Actuellement, les voitures hybrides rechargeables disposant d’une autonomie supérieure à 50 km en tout électrique bénéficient d’une exonération du malus écologique. Cependant, cette situation ne va pas durer très longtemps. La catégorie semble être dans le collimateur des institutions, qui envisagent de supprimer la protection sur les véhicules PHEV et de les taxer comme les voitures thermiques et autres types d’hybrides.
Un changement de calcul des émissions ?
Selon certaines informations, les méthodes de calcul des émissions des voitures hybrides rechargeables devraient changer en 2025. Actuellement, le cycle d’homologation favorise grandement l’autonomie électrique, mais en réalité, de nombreux utilisateurs n’exploitent pas correctement cette capacité électrique.

Certains modèles dépasseront alors les 50 g/km de CO2, ne permettant plus d’être considérés comme des véhicules à « faibles émissions ». De plus, à partir du 1er janvier 2025, les professionnels ne seront plus exonérés de la taxe annuelle sur les émissions de CO2.
Bientôt soumis au malus au poids
Actuellement, les voitures hybrides rechargeables échappent également au malus au poids. Mais cette situation va changer en 2025, puisqu’elles seront concernées.
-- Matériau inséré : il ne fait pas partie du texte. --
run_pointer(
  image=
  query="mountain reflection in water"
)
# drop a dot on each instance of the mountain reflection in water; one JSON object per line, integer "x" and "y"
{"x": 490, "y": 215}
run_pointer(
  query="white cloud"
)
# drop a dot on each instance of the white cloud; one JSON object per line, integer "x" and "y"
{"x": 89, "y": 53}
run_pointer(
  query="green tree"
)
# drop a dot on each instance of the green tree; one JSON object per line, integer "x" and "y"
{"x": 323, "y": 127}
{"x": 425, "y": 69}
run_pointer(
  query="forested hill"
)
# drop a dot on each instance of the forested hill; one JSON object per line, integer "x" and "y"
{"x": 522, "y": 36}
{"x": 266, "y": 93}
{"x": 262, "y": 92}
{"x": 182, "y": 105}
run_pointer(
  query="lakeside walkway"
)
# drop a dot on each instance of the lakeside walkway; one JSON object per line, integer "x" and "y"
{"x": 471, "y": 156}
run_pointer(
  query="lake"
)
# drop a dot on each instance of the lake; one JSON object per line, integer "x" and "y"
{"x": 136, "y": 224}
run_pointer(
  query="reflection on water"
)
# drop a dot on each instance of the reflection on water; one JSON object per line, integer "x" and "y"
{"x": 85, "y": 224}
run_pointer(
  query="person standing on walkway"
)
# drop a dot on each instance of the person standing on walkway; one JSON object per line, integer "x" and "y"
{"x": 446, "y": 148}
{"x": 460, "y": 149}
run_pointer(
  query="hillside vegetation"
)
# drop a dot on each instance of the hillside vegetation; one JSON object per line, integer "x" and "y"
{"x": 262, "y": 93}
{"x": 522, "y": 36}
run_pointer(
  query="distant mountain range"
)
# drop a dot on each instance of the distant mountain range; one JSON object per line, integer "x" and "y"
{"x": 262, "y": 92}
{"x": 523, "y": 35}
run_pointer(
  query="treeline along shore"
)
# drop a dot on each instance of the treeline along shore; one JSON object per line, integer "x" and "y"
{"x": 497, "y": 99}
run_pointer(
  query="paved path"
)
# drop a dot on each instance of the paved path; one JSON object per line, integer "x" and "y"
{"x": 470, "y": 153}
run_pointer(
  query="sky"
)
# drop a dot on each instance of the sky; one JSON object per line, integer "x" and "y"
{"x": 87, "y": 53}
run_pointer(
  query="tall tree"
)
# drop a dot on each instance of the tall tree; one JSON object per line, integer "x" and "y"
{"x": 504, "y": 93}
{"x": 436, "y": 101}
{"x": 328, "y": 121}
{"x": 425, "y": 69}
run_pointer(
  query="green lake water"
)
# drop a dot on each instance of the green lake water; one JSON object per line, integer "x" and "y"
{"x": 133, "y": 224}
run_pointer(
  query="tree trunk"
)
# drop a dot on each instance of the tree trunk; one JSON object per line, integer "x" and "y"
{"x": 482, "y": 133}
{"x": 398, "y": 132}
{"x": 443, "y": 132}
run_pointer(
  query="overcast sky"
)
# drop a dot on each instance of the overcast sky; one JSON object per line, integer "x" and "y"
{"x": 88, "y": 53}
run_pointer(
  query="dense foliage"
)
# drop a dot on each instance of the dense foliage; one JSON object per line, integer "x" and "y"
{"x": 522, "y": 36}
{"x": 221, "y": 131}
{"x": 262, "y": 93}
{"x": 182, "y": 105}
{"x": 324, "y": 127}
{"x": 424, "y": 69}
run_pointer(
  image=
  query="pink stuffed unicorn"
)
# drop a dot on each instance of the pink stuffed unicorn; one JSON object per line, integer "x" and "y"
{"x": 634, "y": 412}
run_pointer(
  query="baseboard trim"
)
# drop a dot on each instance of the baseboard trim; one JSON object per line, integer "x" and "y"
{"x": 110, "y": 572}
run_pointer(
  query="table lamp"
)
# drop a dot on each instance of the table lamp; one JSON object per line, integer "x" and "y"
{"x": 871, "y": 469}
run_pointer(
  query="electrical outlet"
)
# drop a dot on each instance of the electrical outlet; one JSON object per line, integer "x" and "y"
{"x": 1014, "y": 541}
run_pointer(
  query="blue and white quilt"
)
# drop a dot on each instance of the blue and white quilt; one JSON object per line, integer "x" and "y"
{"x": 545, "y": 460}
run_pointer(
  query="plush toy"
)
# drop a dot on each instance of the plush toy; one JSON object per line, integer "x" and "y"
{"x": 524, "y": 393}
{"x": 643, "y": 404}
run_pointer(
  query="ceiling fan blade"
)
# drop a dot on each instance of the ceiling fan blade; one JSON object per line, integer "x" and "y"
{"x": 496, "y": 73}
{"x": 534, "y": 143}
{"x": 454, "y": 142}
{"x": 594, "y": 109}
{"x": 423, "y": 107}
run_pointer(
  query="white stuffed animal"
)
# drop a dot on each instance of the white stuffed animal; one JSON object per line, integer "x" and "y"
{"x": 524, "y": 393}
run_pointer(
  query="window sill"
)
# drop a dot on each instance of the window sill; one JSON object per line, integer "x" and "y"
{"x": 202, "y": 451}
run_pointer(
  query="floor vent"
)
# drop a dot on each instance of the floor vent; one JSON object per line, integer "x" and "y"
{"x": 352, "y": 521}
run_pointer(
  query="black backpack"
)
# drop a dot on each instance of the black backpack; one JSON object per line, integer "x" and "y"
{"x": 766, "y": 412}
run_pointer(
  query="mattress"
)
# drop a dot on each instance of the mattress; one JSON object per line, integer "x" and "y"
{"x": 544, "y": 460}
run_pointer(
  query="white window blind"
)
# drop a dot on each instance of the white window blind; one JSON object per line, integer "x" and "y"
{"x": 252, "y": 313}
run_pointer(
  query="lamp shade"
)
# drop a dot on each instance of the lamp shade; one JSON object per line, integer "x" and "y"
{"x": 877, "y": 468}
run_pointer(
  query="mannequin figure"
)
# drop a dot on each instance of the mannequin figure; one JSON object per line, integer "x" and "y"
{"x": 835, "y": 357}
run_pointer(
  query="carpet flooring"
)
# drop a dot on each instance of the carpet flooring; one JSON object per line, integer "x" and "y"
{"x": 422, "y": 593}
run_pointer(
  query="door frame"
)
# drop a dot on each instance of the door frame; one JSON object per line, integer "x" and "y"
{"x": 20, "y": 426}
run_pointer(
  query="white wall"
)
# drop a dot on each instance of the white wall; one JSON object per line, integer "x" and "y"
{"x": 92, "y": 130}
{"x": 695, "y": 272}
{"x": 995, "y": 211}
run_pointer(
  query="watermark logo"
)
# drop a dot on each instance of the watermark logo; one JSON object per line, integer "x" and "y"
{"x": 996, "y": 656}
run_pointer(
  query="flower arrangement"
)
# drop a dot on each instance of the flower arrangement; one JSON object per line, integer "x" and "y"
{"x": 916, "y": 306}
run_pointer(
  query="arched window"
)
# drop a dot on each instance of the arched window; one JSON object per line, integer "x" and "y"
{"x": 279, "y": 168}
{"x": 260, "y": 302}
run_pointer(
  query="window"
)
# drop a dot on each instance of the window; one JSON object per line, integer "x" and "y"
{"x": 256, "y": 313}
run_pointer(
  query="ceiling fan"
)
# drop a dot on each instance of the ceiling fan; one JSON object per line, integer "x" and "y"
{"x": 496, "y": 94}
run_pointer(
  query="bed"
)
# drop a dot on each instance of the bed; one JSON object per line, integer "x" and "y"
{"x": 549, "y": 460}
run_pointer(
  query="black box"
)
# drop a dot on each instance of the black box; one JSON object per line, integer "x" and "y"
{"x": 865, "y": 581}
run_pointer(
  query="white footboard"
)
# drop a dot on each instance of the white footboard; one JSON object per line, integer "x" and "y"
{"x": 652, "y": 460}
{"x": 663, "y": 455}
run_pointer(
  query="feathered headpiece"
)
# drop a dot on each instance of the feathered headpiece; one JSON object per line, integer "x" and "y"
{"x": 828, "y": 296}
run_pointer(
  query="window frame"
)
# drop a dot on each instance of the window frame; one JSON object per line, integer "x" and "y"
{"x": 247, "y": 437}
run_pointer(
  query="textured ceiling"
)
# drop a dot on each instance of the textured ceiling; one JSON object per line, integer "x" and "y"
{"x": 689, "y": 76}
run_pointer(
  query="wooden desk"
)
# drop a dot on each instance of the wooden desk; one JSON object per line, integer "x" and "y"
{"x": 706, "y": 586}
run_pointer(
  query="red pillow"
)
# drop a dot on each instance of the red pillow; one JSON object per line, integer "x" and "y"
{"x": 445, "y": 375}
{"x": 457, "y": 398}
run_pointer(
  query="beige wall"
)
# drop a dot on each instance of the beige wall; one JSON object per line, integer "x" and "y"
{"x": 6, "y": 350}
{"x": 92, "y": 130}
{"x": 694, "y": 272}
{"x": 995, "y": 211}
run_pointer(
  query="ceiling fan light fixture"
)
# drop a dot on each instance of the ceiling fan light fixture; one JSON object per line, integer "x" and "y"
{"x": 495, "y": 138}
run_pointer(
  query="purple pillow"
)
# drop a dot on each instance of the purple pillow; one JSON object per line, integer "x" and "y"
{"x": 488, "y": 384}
Toutefois, un abattement de 200 kg sur le poids annoncé est prévu pour compenser l’ajout de la batterie et du moteur électrique.

Cependant, cela ne permet pas à tous les modèles de rester sous le seuil de 1 600 kg, au-delà duquel le malus au poids s’applique. Par exemple, un Volkswagen Tiguan eHybrid est annoncé à 1 879 kg, et même avec l’abattement, il dépasse les 1 600 kg. Son immatriculation en 2025 sera donc soumise à un malus.
Il faut également rester vigilant, car le montant des malus écologique et au poids sur les voitures neuves, pourraient augmenter de manière significative en 2025. L’automobile et les automobilistes vont encore payer cher pour l’immatriculation de leur véhicule, sauf s’il est électrique. Les véhicules 100 % électriques restent encore exonérés.